What kind of values are folks using for host.name and host.hostname?

Basically I think ECS is encouraging FQDN in host.name and short name in host.hostname?

Wolfram_Haussig · August 1, 2023, 11:10am

Hi,

This might be an interesting discussion for you: Clarify host.name vs. host.hostname · Issue #498 · elastic/ecs · GitHub

Standard use case should be: all events have both host.hostname and host.name filled with the same information, the hostname of the machine.
...
This way, host.hostname can always be trusted to reflect whatever the reality is on that server, whereas host.name is more of a "true identity", adapted to the user's environment.

We are using this for servers with aliases:

host.hostname contains the cryptic hostname, e.g. debh103525
host.name contains the more readable server alias, e.g. elastic-01.mycompany.com

Best regards
Wolfram

ebeahan · August 1, 2023, 7:32pm

I agree with @Wolfram_Haussig.

Restating another way, host.hostname represents how the system ids itself (usually what's returned by the hostname command). And host.name more readable and meaningful, such as a fully-qualified hostname obtained through a reverse DNS lookup.

A less common but still valid use is described in this GitHub comment from the issue already linked above. In a situation where many devices might have identical hostname values, host.name could contain a unique value.

For example, two laptops with a host.hostname of erics-macbook could have unique host.name values, like Eric's Macbook and Eric's Backup Macbook.

rsk0 · August 3, 2023, 9:24pm

This looks like it was a particularly thorny semantic to nail down.

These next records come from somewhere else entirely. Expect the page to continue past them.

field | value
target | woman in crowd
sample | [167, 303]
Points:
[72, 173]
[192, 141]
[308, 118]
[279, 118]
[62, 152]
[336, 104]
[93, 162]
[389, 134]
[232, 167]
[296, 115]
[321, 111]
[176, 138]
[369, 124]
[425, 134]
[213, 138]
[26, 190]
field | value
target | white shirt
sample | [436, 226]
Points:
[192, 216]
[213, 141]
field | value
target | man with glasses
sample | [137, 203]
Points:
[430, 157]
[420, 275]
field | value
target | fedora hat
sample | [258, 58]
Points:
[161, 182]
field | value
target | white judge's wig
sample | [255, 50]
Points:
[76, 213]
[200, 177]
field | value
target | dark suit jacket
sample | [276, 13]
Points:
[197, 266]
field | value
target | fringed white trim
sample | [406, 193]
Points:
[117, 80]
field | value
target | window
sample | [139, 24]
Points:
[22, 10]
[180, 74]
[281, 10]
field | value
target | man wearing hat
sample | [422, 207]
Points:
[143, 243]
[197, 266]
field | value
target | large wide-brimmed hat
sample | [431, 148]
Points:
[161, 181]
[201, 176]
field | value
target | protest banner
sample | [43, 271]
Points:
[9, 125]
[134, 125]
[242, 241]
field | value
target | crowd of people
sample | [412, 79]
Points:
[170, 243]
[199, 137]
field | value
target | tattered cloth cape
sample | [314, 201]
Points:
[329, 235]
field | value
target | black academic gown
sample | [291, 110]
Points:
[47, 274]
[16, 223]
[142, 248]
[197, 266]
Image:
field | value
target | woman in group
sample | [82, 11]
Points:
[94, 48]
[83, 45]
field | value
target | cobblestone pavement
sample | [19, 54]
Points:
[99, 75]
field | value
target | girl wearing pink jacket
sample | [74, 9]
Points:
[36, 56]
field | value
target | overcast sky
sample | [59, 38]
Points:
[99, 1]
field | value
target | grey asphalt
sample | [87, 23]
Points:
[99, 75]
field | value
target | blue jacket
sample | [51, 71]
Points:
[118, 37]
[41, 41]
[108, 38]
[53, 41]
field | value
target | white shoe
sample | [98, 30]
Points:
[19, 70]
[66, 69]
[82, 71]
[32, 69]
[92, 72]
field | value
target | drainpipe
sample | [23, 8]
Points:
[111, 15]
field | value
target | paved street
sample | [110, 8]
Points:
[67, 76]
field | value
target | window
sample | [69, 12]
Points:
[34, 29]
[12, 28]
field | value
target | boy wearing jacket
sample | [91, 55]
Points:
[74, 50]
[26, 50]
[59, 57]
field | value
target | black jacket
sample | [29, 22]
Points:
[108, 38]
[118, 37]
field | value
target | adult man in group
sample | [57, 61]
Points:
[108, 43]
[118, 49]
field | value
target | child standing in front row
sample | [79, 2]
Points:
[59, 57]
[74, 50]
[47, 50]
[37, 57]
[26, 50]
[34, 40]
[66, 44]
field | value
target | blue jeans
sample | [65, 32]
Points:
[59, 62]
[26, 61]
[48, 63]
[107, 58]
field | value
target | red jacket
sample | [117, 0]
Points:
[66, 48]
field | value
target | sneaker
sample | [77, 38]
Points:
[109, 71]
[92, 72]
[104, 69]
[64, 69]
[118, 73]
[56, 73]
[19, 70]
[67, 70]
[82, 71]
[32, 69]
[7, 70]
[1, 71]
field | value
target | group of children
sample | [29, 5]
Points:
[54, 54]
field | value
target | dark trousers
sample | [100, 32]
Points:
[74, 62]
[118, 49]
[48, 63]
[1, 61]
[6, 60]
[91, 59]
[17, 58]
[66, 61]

I don't envy the schema development work, it's complicated and interconnected and subtle. Even just trying to grasp it as a user and do the right thing is challenging.

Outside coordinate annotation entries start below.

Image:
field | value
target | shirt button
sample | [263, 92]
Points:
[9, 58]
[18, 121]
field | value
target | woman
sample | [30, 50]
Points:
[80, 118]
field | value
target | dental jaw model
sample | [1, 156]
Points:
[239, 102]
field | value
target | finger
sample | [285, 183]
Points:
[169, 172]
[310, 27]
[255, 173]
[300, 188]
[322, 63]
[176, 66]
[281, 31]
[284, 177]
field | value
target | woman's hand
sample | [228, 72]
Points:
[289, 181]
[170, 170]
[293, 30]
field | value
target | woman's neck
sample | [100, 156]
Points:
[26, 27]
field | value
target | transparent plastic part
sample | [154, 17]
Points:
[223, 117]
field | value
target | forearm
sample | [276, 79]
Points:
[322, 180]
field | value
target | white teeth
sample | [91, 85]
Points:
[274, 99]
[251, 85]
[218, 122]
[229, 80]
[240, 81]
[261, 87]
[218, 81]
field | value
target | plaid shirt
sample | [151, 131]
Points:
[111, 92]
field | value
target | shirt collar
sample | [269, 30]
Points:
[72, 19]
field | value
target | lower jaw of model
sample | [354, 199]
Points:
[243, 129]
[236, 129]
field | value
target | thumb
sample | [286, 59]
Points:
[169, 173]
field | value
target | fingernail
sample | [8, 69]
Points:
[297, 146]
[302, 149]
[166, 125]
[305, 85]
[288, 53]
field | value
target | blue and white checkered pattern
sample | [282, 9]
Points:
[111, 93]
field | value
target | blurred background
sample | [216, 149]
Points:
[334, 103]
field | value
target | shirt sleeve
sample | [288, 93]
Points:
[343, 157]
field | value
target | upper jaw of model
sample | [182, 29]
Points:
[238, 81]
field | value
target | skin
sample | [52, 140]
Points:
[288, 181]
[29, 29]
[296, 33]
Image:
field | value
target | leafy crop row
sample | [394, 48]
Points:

So thanks a ton for the responses, @ebeahan and @Wolfram_Haussig

Another way I'm thinking of this is along the lines of «host.name is more of a "true identity", adapted to the user's environment"»: "really trying to provide the best unique/disambiguating identifier possible". A globally-unique identifier in the form of an FQDN is a good choice for that.

In our shop we have unique hostnames, thankfully, so we can use the more convenient-to-type-and-read shorter names in a uniquely-identifying field.

Thanks again!

system · August 31, 2023, 9:24pm

This topic was automatically closed 28 days after the last reply. New replies are no longer allowed.